Commissioner Richard Ford of Seattle, a former Port of Seattle executive director, said the increase was part of the ferry system’s long-term plan to try to meet expenses. Even with the hike, which takes effect Jan. 1, fares will not come close to covering the system’s costs, officials say.
“It means the rest of the taxpayers pay it,” Ford said. “It costs a lot to run those ferries and the fuel costs have been killing them.”
Eyman says governments will always say that.
“When it comes to government, it’s always a crisis, they’re saying, ‘It’s a crisis now, so we need to bend the rules.’ ”
Crisis or no crisis, governments again are running head-on into Eyman’s single-minded energy and take-no-prisoners tactics.
Eyman employs sarcasm, loaded words such as “arrogant” and “obnoxious” and frequently wears costumes or brightly lettered shirts to get his points across. He uses hyperbole and makes some statements officials claim are untrue. He admits he gets a charge out of butting heads.
It’s those methods, more than his positions on issues, that have some public officials reaching for their verbal rifle racks.

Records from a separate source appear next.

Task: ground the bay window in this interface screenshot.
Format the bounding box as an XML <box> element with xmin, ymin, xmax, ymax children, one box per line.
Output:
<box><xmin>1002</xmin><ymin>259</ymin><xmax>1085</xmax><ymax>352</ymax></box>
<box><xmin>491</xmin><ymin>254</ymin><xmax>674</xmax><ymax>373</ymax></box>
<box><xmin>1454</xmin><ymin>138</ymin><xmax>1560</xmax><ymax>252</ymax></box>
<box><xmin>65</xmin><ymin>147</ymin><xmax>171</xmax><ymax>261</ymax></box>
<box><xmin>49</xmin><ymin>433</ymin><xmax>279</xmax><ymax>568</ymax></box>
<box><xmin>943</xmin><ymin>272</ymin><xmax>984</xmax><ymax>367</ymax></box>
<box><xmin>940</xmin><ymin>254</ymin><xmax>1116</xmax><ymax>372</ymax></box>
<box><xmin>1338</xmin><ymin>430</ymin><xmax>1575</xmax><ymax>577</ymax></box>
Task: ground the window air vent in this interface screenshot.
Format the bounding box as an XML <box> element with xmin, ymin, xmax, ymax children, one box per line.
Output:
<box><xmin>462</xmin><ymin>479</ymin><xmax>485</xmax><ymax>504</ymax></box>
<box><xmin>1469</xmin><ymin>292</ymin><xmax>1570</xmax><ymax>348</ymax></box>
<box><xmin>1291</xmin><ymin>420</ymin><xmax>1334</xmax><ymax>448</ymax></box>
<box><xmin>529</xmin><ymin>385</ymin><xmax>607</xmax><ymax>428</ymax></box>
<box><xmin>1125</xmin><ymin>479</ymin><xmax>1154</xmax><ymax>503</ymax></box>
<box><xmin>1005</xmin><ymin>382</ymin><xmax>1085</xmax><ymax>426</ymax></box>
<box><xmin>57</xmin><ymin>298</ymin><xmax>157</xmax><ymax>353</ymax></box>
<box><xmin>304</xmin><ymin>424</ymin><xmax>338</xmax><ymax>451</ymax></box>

“I despise bullies and people that use lies to gain support when the facts alone won’t do it,” said Tom Williams, a Monroe city councilman who said Eyman falsely questioned the integrity of the council regarding its decision to install traffic cameras in the city.
Eyman had sent out an e-mail regarding the camera issue in Monroe, where the City Council decided to install the cameras in front of two schools.
“No doubt the Mayor and City Council have been wined and dined for months by Arizona’s red-light camera company (ATS) while they’ve pushed for their for-profit cameras surveillance scheme,” the e-mail read.
Not true, Williams said.
“I believe every member of this council has a strong personal character and they represent this city with honor. I find his baseless accusation dangerous and extremely offensive,” he read.
In Mukilteo earlier this year, Eyman accused city officials of conspiring to prevent petitions against traffic cameras from being turned over to the county elections office, according to an e-mail sent to officials. Those petitions eventually became the initiative overwhelmingly approved by voters, which requires a public vote for cameras to be installed and limits fines to $20.
Mayor Joe Marine, who originally supported installing the cameras, said Eyman’s statements are often “rhetoric, half truths, and some of them are just plain lies.”
Eyman said officials discussed at a closed-door meeting how to “justify shredding” the petitions rather than sending them to Snohomish County.
Marine, one of the officials present at the meeting, said officials never discussed withholding the petitions, and “I can guarantee you we never had any discussion about destroying petitions.”
Eyman says he was told afterward by two city council members who had been at the meeting that the officials discussed not sending the petitions to the county. He won’t divulge his sources.
Eyman admits he exaggerated with the “shredding” comment, but stands by his other claim.
Eyman has his supporters in government, or at least those who don’t necessarily oppose him, even among Democrats.
County Councilman Brian Sullivan, who like Eyman lives in Mukilteo, believes Eyman serves an important purpose by shining a light on voters’ wishes.
“The real issue is not Tim, the real issue is the pulse of the electorate and what they’re thinking,” Sullivan said. He said while he agrees with some of Eyman’s initiatives and disagrees with others, government usually finds a way to function, he said.
“When it really hurts, the voters have shown they will step up,” Sullivan said. “They do it for school districts all the time.
“I really do admire his tenacity and how he pulls this off,” he said of Eyman. “I’ve seen plenty of politicians do the same thing except without costumes.”
Eyman says governments use an ends-justify-the-means philosophy when talking about raising revenue, but says that’s not what he’s doing in defending his tactics.
“It would be if it were pure fabrication,” he said. “If you’re nice and polite they’ll ignore you. Just to break through the fog of legislation that happens and people’s busy lives, you have to come in with a battering ram.”